Stolen Goods: Updating Sample Size! Sample Size! Sample Size!

Courtesy of Derek Carty of The Hardball Times, here is an elaborate update to an older GOI post cataloging the requisite PA thresholds for hitters before certain statistics become statistically significant:
HITTERS
  • Strikeout rate/Contact rate: 150 PA
  • LD%: 150 PA
  • Walk rate: 200 PA
  • GB%: 200 PA
  • GB/FB: 200 PA
  • FB%: 250 PA
  • Home run rate: 300 PA
  • HR/FB: 300 PA
  • BABIP: Doesn't reach a 0.50 r-squared at 650 or below.
  • Batting average: Doesn't reach a 0.50 r-squared at 650 or below.
PITCHERS
  • K/PA: 150 BF
  • GB%: 150 BF
  • LD%: 150 BF
  • FB%: 200 BF
  • GB/FB: 200 BF
  • K/BB: 500 BF
  • IF FB%: 500 BF
  • BB/PA: 550 BF
  • BABIP: Doesn't reach a 0.50 r-squared at 650 or below.
  • HR/FB: Doesn't reach a 0.50 r-squared at 650 or below.
Enjoy.

4 comments:

Sky said...

"Statistically significant" is a bit vague here. An R^2 of .5 means R is about .7. So these thresholds tell you at what point you should regress 30% towards league average.
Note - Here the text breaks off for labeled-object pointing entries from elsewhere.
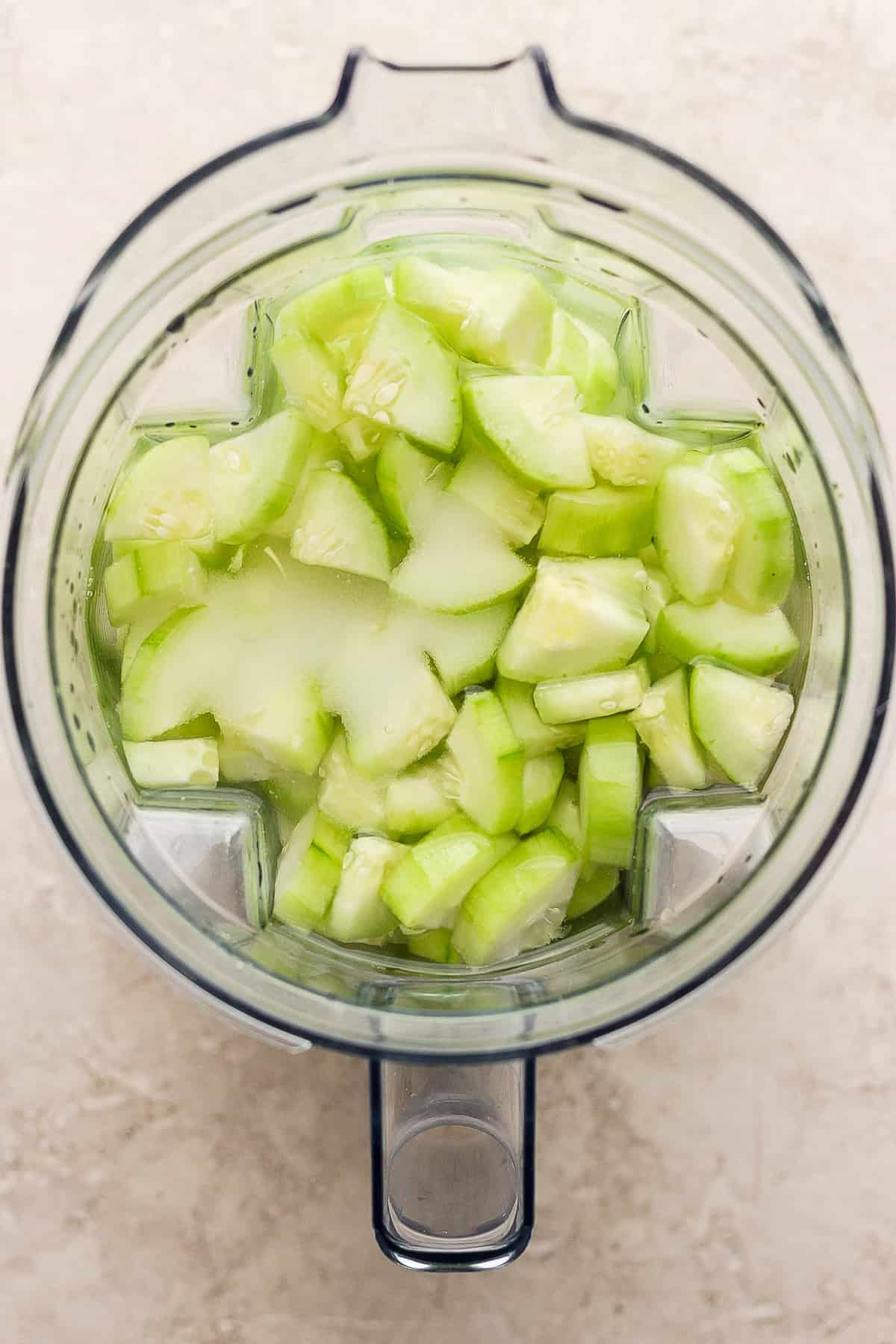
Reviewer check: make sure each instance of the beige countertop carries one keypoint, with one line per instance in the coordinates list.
(731, 1177)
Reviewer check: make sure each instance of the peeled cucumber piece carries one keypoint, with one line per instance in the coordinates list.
(535, 735)
(489, 761)
(535, 878)
(500, 316)
(339, 527)
(516, 510)
(625, 453)
(762, 566)
(603, 520)
(541, 783)
(458, 562)
(588, 356)
(739, 719)
(696, 526)
(164, 497)
(610, 791)
(186, 764)
(571, 699)
(428, 885)
(662, 722)
(408, 483)
(579, 616)
(153, 578)
(534, 426)
(358, 912)
(253, 476)
(754, 641)
(312, 376)
(408, 381)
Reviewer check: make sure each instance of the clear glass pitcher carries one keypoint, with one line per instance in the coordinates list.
(714, 316)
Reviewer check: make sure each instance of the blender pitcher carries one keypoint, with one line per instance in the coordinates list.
(716, 324)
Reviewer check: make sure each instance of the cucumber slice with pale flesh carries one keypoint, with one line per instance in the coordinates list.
(754, 641)
(408, 381)
(428, 885)
(489, 761)
(739, 719)
(662, 722)
(610, 791)
(571, 699)
(536, 877)
(579, 616)
(534, 426)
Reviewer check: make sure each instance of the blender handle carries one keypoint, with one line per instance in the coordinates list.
(453, 1162)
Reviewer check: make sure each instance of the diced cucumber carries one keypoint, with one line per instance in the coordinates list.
(337, 527)
(164, 497)
(186, 764)
(536, 877)
(585, 355)
(408, 483)
(358, 913)
(595, 885)
(534, 425)
(489, 759)
(541, 783)
(429, 883)
(610, 791)
(312, 376)
(762, 567)
(499, 316)
(696, 527)
(536, 737)
(739, 719)
(603, 520)
(504, 499)
(579, 616)
(253, 476)
(406, 379)
(568, 700)
(662, 722)
(458, 562)
(755, 641)
(625, 453)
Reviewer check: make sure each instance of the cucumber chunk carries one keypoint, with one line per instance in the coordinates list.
(625, 453)
(603, 520)
(754, 641)
(568, 700)
(507, 502)
(358, 913)
(579, 616)
(739, 719)
(458, 562)
(588, 356)
(610, 791)
(489, 759)
(499, 316)
(408, 381)
(536, 877)
(428, 885)
(337, 527)
(762, 566)
(696, 527)
(534, 426)
(541, 783)
(535, 735)
(186, 764)
(312, 376)
(253, 476)
(662, 722)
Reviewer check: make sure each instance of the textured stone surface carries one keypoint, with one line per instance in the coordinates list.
(729, 1179)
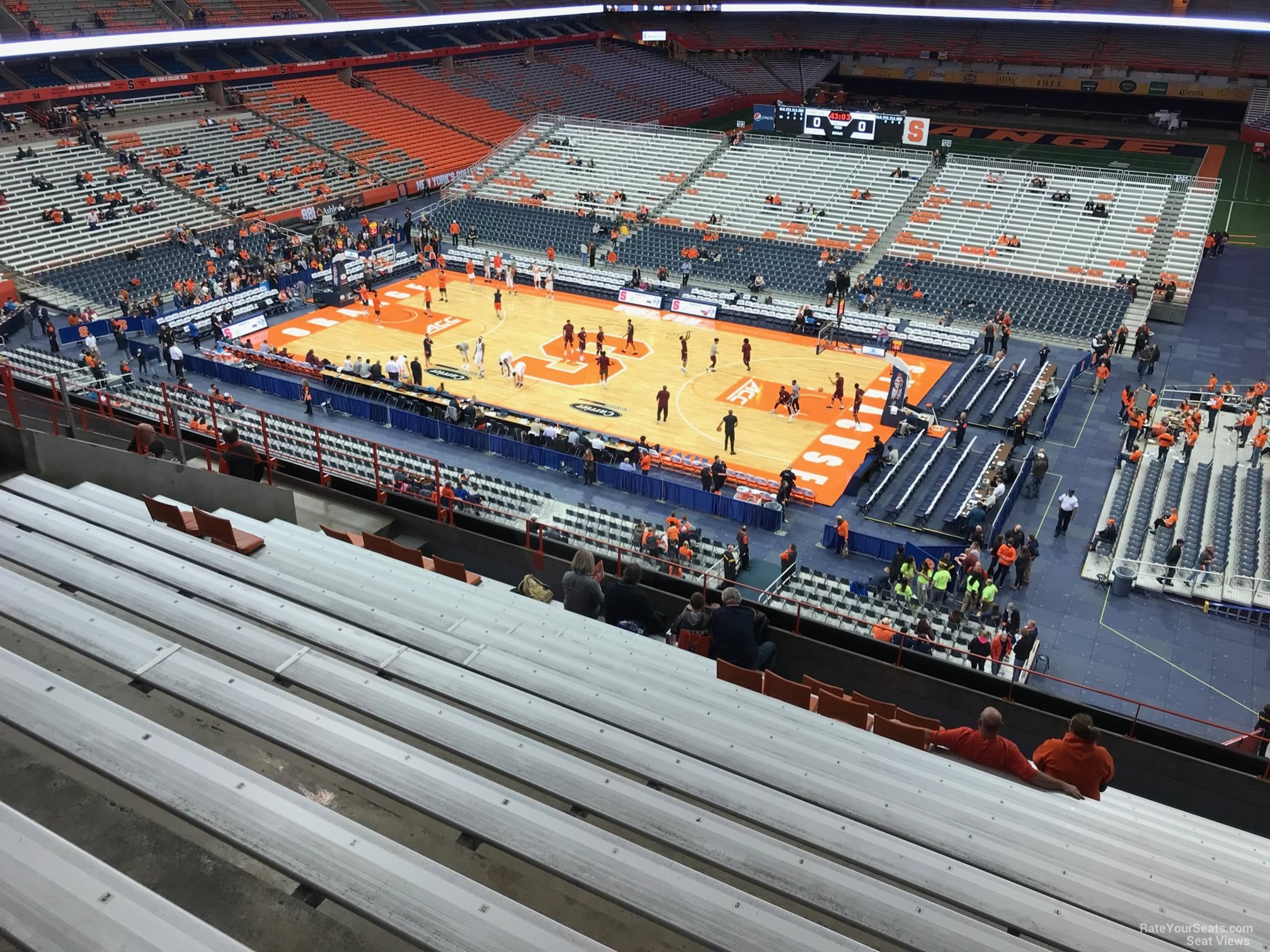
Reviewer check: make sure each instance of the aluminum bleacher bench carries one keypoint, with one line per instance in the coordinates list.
(56, 898)
(786, 868)
(1128, 870)
(694, 904)
(415, 898)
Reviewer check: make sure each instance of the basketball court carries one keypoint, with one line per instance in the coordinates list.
(822, 445)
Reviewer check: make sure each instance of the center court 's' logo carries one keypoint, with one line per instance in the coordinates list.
(747, 391)
(447, 373)
(596, 411)
(445, 324)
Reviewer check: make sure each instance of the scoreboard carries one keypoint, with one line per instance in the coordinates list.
(841, 125)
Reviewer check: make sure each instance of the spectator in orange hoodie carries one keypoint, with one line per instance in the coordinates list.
(1077, 758)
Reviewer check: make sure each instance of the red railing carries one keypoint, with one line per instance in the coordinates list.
(332, 461)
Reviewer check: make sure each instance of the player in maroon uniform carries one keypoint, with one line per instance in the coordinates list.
(838, 386)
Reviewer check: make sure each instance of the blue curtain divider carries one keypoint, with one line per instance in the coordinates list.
(651, 487)
(1077, 370)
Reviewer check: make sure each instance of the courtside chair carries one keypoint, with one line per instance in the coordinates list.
(741, 677)
(878, 708)
(820, 687)
(172, 517)
(222, 533)
(844, 710)
(903, 733)
(787, 691)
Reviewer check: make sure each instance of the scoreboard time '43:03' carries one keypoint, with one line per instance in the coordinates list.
(842, 125)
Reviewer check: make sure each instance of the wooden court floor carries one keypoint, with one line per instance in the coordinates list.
(822, 445)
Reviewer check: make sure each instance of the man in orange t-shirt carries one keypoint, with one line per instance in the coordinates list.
(987, 748)
(1077, 758)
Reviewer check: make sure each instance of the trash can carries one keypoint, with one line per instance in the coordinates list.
(1122, 581)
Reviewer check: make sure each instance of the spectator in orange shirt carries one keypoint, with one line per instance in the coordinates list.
(987, 748)
(1077, 758)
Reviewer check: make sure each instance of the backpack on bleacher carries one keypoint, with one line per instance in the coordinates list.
(531, 588)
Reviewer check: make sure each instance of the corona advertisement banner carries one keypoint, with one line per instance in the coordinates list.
(1072, 84)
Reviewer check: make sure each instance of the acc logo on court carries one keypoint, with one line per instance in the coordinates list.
(447, 373)
(596, 411)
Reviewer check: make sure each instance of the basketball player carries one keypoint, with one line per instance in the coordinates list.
(782, 399)
(838, 385)
(602, 363)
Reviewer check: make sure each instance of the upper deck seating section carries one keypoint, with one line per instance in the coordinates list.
(389, 139)
(292, 163)
(802, 174)
(31, 243)
(423, 89)
(975, 203)
(644, 164)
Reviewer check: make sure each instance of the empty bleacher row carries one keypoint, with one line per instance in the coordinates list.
(391, 140)
(600, 694)
(978, 202)
(32, 243)
(291, 168)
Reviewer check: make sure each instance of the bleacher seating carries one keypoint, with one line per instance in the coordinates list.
(418, 88)
(804, 174)
(220, 146)
(976, 202)
(516, 669)
(81, 899)
(30, 243)
(391, 140)
(1041, 305)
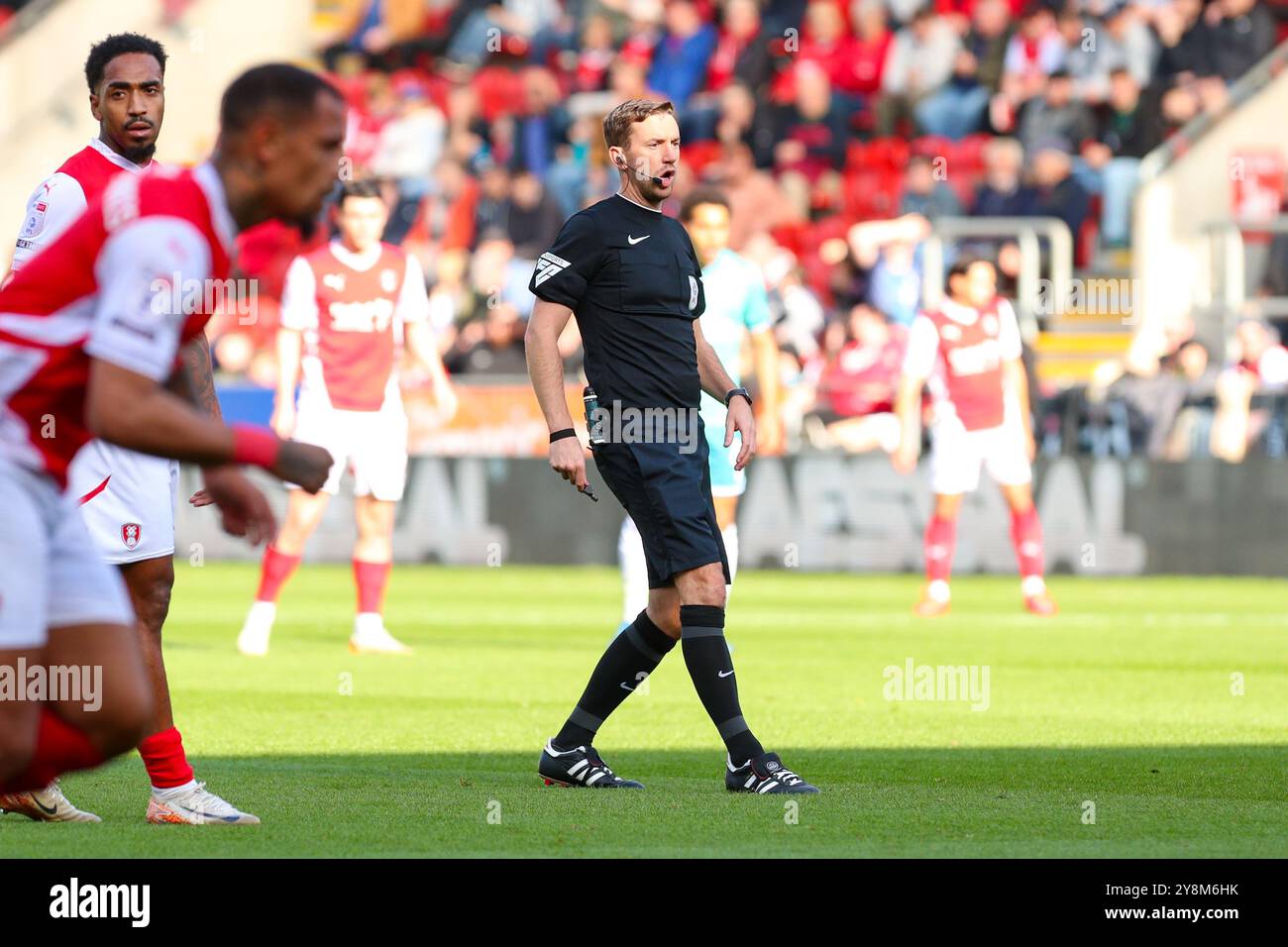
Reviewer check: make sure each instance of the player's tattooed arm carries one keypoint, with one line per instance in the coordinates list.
(198, 369)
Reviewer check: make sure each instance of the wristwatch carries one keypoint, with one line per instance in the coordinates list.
(734, 393)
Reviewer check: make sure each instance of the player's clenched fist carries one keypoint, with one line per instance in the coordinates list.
(243, 508)
(568, 460)
(307, 466)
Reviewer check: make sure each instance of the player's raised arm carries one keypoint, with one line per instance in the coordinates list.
(918, 361)
(1016, 379)
(413, 313)
(299, 313)
(133, 344)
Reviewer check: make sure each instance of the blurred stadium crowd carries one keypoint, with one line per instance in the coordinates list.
(838, 131)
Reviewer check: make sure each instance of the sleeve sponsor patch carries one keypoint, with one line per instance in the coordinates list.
(35, 219)
(548, 265)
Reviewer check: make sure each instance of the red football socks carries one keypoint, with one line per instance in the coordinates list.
(275, 569)
(165, 761)
(372, 579)
(1026, 539)
(940, 544)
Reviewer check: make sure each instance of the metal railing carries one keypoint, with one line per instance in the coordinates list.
(1227, 257)
(1026, 232)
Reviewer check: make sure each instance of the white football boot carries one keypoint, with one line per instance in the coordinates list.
(372, 637)
(259, 625)
(46, 805)
(193, 805)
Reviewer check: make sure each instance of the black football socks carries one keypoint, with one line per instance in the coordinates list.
(706, 655)
(630, 657)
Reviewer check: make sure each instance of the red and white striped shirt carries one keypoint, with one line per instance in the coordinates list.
(63, 196)
(962, 352)
(107, 289)
(352, 309)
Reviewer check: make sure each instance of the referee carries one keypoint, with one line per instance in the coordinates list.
(632, 281)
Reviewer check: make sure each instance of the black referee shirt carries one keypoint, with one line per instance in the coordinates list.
(631, 278)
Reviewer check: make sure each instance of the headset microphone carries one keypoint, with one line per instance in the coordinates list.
(621, 165)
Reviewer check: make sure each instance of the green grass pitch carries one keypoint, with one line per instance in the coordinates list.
(1126, 709)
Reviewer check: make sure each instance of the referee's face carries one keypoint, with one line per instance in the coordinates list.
(653, 157)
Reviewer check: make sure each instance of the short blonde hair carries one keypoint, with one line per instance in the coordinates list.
(617, 124)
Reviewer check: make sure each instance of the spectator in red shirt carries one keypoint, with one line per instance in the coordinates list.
(741, 52)
(854, 399)
(870, 48)
(825, 40)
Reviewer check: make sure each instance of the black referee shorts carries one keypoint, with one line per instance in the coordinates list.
(669, 496)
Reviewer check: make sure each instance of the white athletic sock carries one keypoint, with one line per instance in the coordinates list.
(171, 791)
(630, 556)
(262, 613)
(1031, 585)
(730, 536)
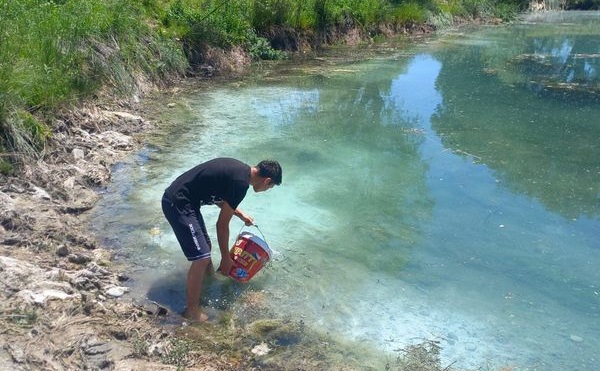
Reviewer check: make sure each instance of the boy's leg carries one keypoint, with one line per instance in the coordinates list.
(194, 283)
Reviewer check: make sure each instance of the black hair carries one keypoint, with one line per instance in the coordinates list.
(270, 169)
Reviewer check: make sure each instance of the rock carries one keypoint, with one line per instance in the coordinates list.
(78, 153)
(115, 139)
(117, 291)
(41, 297)
(575, 338)
(40, 193)
(261, 349)
(62, 251)
(79, 259)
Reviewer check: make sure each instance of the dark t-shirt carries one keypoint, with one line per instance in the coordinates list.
(221, 179)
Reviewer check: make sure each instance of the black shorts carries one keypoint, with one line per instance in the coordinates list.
(189, 228)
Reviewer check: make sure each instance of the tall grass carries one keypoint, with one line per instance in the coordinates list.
(56, 52)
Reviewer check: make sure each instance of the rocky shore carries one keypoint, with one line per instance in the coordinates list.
(62, 302)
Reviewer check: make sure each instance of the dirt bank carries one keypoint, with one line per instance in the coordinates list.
(64, 303)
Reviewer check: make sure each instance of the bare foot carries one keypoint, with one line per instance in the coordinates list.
(195, 315)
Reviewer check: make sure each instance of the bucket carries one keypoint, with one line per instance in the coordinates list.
(249, 254)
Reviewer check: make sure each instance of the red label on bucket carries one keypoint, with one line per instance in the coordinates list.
(249, 255)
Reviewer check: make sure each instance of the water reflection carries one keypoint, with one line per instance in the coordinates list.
(546, 145)
(427, 194)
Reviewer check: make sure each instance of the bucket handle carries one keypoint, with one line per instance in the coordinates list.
(256, 226)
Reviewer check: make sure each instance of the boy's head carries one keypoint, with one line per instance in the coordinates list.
(270, 169)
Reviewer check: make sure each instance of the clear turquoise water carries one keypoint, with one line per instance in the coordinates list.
(448, 190)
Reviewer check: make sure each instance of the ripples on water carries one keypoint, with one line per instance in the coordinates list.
(448, 191)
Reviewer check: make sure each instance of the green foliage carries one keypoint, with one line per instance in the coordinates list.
(409, 13)
(56, 52)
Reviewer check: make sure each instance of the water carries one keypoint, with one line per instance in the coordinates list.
(448, 190)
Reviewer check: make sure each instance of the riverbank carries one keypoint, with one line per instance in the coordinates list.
(65, 304)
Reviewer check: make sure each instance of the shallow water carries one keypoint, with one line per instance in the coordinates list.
(445, 190)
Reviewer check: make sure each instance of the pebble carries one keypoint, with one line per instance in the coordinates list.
(575, 338)
(117, 291)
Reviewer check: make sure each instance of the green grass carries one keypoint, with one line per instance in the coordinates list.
(54, 53)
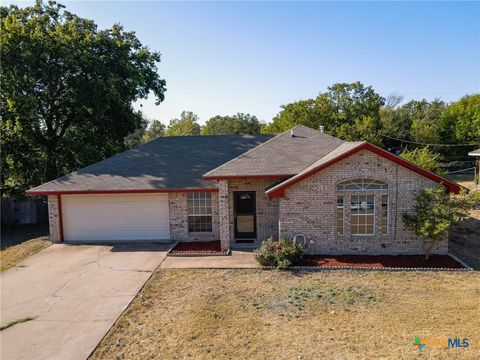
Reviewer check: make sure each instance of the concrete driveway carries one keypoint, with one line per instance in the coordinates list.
(75, 293)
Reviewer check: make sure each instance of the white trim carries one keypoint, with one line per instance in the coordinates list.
(460, 261)
(388, 215)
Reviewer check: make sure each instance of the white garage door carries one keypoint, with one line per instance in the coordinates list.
(115, 217)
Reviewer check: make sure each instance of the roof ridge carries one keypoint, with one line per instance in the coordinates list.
(285, 133)
(245, 153)
(358, 143)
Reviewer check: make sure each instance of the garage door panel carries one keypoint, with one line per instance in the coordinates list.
(115, 217)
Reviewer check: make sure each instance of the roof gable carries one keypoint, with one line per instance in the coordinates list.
(282, 156)
(348, 149)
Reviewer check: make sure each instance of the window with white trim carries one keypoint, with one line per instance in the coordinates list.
(340, 215)
(362, 214)
(362, 185)
(384, 216)
(199, 208)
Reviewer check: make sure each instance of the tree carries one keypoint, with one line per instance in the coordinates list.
(67, 92)
(425, 126)
(136, 138)
(186, 125)
(460, 124)
(425, 158)
(434, 211)
(145, 133)
(348, 111)
(238, 124)
(155, 130)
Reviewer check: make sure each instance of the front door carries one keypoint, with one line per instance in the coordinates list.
(245, 218)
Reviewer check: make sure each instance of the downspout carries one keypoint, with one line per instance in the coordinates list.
(60, 216)
(396, 205)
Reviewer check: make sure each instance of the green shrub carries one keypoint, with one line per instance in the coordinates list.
(281, 254)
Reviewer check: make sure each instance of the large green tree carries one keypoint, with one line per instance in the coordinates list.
(232, 125)
(67, 92)
(186, 125)
(425, 158)
(435, 210)
(460, 124)
(147, 132)
(348, 111)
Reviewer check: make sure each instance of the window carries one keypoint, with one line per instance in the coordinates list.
(362, 214)
(362, 184)
(384, 216)
(199, 207)
(340, 208)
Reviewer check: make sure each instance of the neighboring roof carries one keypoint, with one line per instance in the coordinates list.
(165, 163)
(474, 153)
(346, 150)
(282, 156)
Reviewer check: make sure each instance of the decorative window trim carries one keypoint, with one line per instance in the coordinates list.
(199, 212)
(340, 220)
(383, 215)
(362, 184)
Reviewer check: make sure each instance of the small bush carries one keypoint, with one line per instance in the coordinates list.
(281, 254)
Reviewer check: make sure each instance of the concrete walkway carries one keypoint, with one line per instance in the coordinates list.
(75, 293)
(237, 260)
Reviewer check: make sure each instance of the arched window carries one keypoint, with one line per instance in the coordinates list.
(362, 185)
(362, 206)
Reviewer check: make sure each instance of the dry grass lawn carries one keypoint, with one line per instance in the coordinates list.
(258, 314)
(20, 243)
(17, 253)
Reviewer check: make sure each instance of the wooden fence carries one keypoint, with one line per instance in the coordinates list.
(31, 210)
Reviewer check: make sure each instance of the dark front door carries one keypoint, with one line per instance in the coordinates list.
(245, 218)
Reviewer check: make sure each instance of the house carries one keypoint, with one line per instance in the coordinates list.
(476, 154)
(344, 197)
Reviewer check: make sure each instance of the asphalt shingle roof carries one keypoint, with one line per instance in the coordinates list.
(165, 163)
(282, 155)
(334, 154)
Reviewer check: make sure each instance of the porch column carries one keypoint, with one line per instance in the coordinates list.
(224, 214)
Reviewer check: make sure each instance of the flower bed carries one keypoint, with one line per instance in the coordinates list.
(380, 261)
(198, 248)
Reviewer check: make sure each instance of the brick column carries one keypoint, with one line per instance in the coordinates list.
(224, 214)
(53, 219)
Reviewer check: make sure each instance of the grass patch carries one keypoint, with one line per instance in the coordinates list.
(465, 239)
(15, 322)
(256, 314)
(13, 255)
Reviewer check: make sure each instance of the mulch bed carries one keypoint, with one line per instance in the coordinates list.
(381, 261)
(198, 248)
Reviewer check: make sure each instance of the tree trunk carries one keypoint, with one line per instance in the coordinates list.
(51, 170)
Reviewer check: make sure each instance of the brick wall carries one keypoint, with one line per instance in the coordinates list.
(310, 207)
(177, 203)
(53, 219)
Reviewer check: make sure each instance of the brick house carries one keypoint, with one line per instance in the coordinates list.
(344, 197)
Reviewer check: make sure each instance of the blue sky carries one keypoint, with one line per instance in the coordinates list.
(227, 57)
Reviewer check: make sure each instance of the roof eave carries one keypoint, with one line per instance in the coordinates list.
(122, 191)
(279, 190)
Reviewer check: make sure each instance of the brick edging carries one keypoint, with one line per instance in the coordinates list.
(393, 269)
(199, 254)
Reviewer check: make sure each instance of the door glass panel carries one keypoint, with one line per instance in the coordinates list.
(245, 223)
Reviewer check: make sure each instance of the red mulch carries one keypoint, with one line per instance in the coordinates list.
(198, 247)
(381, 261)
In other words, there's no magic cutoff point, just a range where in-season data becomes more and more meaningful.

David "MVP" Eckstein said...

Thats' a fair statement. I'm just trying to illustrate the notion that you shouldn't panic on a player 2 weeks into the season, let alone 100 or 200 ab later. Past production is a sunk cost.

Jon Peltier said...

"Past production is a sunk cost." So is that long-term multi-mullion dollar contract.

David "MVP" Eckstein said...

If player P produces X and costs Y, where as replacement player R produces T, where T<X, but costs U, where U<Y, then its only a GET RID OF HIM sunk cost if you can get salary relief and comparable production. Otherwise it's just a silly expense you should endure.